Recently, I read an article written by CNNMoney.com discussing the burdens of paying off private student loans. In some cases these college grad’s had to leave the country because their payments were to high to be paying every month.

One grad named Chris graduated with $160,000 in dept and his monthly payments came to $2,400 a month. Lets be realistic, no college grad will be making more than $2,400 a month while paying for rent and bills.
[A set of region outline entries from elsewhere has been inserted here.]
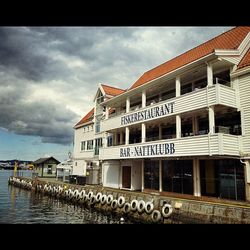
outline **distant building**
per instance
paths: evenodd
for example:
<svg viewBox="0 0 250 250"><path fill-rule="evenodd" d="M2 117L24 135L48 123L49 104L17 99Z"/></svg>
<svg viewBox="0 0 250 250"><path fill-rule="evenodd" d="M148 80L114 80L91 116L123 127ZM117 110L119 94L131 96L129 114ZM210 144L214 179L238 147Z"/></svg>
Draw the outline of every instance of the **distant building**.
<svg viewBox="0 0 250 250"><path fill-rule="evenodd" d="M60 161L54 157L40 158L34 161L35 171L39 177L56 177L56 166Z"/></svg>
<svg viewBox="0 0 250 250"><path fill-rule="evenodd" d="M249 86L250 26L150 69L127 90L100 84L74 126L73 172L98 167L104 187L249 202Z"/></svg>
<svg viewBox="0 0 250 250"><path fill-rule="evenodd" d="M72 174L72 171L73 161L71 159L63 161L56 167L56 179L63 182L69 182L69 177Z"/></svg>

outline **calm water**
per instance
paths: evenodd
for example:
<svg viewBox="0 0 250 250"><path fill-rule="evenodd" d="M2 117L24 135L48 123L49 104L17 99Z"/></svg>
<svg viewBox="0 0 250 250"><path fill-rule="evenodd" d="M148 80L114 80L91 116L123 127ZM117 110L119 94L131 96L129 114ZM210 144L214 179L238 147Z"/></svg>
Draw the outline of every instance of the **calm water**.
<svg viewBox="0 0 250 250"><path fill-rule="evenodd" d="M118 218L67 204L54 198L8 185L12 170L0 170L0 223L8 224L116 224ZM20 171L31 176L31 171Z"/></svg>

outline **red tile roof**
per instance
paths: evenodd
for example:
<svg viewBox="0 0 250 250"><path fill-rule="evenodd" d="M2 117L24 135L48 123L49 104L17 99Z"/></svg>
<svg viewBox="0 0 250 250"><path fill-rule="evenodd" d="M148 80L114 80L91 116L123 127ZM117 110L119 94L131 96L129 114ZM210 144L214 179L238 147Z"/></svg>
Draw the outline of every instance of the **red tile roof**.
<svg viewBox="0 0 250 250"><path fill-rule="evenodd" d="M211 54L215 49L236 49L250 32L250 26L233 28L147 72L145 72L131 87L134 89L157 77L178 69L199 58Z"/></svg>
<svg viewBox="0 0 250 250"><path fill-rule="evenodd" d="M250 65L250 49L247 51L245 56L241 59L237 69L242 69L249 65Z"/></svg>
<svg viewBox="0 0 250 250"><path fill-rule="evenodd" d="M104 92L107 95L117 96L117 95L120 95L120 94L122 94L122 93L125 92L124 89L119 89L119 88L111 87L111 86L108 86L106 84L101 84L101 85L102 85L102 88L103 88Z"/></svg>
<svg viewBox="0 0 250 250"><path fill-rule="evenodd" d="M89 121L92 121L94 118L94 108L92 108L87 115L85 115L76 125L76 126L79 126L79 125L82 125L86 122L89 122Z"/></svg>

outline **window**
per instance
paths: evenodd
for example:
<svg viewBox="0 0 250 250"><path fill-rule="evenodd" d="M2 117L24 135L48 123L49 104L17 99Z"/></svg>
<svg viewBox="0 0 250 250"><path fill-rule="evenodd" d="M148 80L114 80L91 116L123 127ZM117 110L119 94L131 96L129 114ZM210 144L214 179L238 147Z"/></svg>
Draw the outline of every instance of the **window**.
<svg viewBox="0 0 250 250"><path fill-rule="evenodd" d="M144 161L144 188L159 190L159 161Z"/></svg>
<svg viewBox="0 0 250 250"><path fill-rule="evenodd" d="M100 121L96 121L95 132L96 132L96 133L99 133L99 132L100 132Z"/></svg>
<svg viewBox="0 0 250 250"><path fill-rule="evenodd" d="M48 165L47 174L52 174L52 165Z"/></svg>
<svg viewBox="0 0 250 250"><path fill-rule="evenodd" d="M99 155L99 148L102 147L102 138L95 139L95 155Z"/></svg>
<svg viewBox="0 0 250 250"><path fill-rule="evenodd" d="M192 92L192 83L181 86L181 95Z"/></svg>
<svg viewBox="0 0 250 250"><path fill-rule="evenodd" d="M84 151L86 147L86 141L81 142L81 151Z"/></svg>
<svg viewBox="0 0 250 250"><path fill-rule="evenodd" d="M108 146L108 147L113 146L113 135L109 135L109 136L107 137L107 146Z"/></svg>

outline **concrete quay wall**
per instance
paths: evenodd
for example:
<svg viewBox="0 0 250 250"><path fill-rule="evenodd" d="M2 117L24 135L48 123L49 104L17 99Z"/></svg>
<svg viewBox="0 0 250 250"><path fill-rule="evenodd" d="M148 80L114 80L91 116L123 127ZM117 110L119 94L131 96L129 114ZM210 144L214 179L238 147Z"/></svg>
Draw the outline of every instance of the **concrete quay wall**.
<svg viewBox="0 0 250 250"><path fill-rule="evenodd" d="M19 181L17 181L19 180ZM75 185L53 179L10 177L9 183L56 199L115 214L135 223L249 224L250 204L209 202L112 189L98 185ZM21 184L22 183L22 184ZM27 184L24 184L27 183ZM123 197L123 198L120 198ZM105 199L104 199L105 198Z"/></svg>

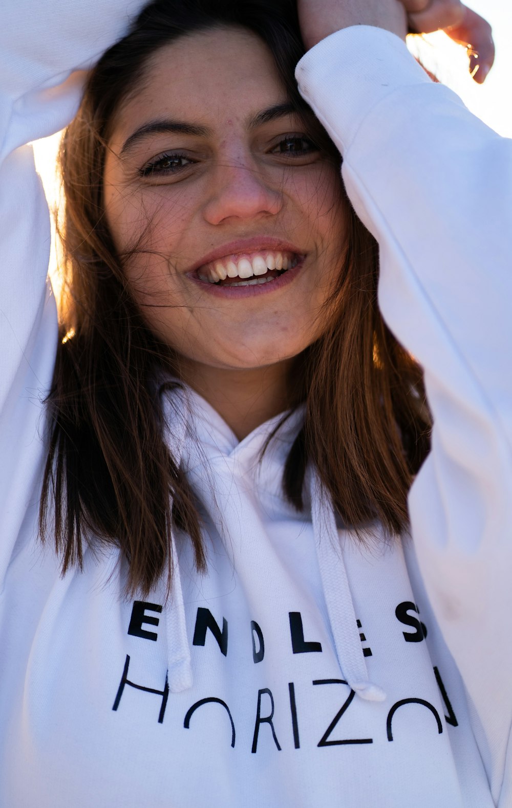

Thus, Chris and others fled the country.

I do not reccomend leaving your family, friends, and loved ones because your dept is too high: therefore, here are some reccomendations that CNNMoney.com found:

  • “If your income isn’t sufficient to repay a federal loan, you can apply for an economic hardship deferment or forbearance which would suspend or reduce your monthly payments. To find out if you qualify for these programs, check out the hardship calculator at http://www.finaid.org/.”
  • “If you have federal loans through the Direct Loan program, you may qualify for an income contingent repayment plan. In this case your payments are based on your income and your debt load .”
  • “These steps must be taken before you default on your loan. If your loan is already in default, you won’t qualify for deferments or forbearances. If you can’t resolve an issue, contact the Federal Student Aid Ombudsman at http://www.ombudsman.ed.gov/ or call 1-877-557-2575.”
  • “If you have defaulted on a federal loan, you can rehabilitate yourself. It will require you to make nine to twelve full payments of some agreed-upon amounts within a certain time period to the Department of Education. For more information on this, contact the Department at 1-800-621-3115.”
  • “And there’s another way to get help if you’re buried under student loans. Talk to a non-profit counselor.”
  • “The counseling session should be free of charge. Make sure you ask if the agency works with student loans. And in addition to helping you with your student loan payments, these agencies can work with you to manage your spending and your budget. If you are put on a managed debt program, there is typically a small fee. To find a non-profit credit counselor in your area go to the National Foundation for Credit Counseling at www.nfcc.org.”